Mercoledì 25 settembre, Gabriele Fava, il direttore dell’Inps, ha presentato il rapporto annuale dell’istituto in cui si evince quanto nel mondo del lavoro siano ancora molto penalizzate le donne. Basti pensare alla cosiddetta
child penalty, la penalità che scatta nei confronti delle donne quando nasce un figlio: quasi automaticamente, crolla lo stipendio, si va in part-time o si lascia del tutto il posto. Anche nei casi più solidi, con i contratti stabili, il differenziale con gli uomini non si recupera più. Come dire: in Italia, o si fa un figlio o si fa carriera, tant’è che se questa penalità fosse azzerata almeno per le nuove madri, ipotizzano i ricercatori di Inps, il tasso di occupazione femminile crescerebbe di 6,5 punti entro il 2040, colmando il 40% del divario con quello maschile. Se poi fosse azzerata per tutte le madri, il recupero salirebbe a 14 punti entro il 2030, chiudendo quasi tutto il gap.
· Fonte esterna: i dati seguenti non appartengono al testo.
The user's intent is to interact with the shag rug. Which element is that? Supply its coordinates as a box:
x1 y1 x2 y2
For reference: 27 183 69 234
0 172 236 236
Eppure, negli ultimi 40 anni, qualche passo in avanti è stato fatto. Sta di fatto che se prima della nascita del figlio, la probabilità di lasciare il lavoro è più o meno la stessa per uomini (9%) e donne (11%), nell’anno della nascita questo rischio sale per la madre (18%) e comincia a scendere per il padre (8%). A due anni dalla nascita continua a calare per il padre, ma per la madre è ancora alto (13-14%). Solo al terzo anno, le donne tornano alla situazione pre-bebè.
Ma le percentuali si alzano notevolmente per le lavoratrici con contratti a tempo. Senza contare il fatto che la child penalty si riverbera in modo ancora più netto sulle retribuzioni. L’arrivo di un figlio per la donna equivale a un terremoto. Se prima il suo reddito era appaiato a quello dell’uomo ed entrambi crescenti, nell’anno della nascita quello del padre aumenta del 6% (e dopo sette anni registra un +50%). Mentre quello di lei crolla del 76%, se non ha la copertura di congedi e ammortizzatori (ci metterà 5 anni per tornare al punto di partenza). Con i congedi, la caduta è del 16%, quasi un quinto. La madre recupera il livello pre-nascita solo 4 anni dopo. Ma a quel punto il gender gap è di quasi 30 punti con lo stipendio del padre. E tale si mantiene per i 7 anni successivi.
I divari si incancreniscono anche per la scelta in molti casi obbligata del part-time da parte delle donne. Lavorare poco, in modo intermittente e mal retribuito conduce poi a pensioni misere. L’assegno medio dei pensionati non a caso supera del 35% quello delle pensionate.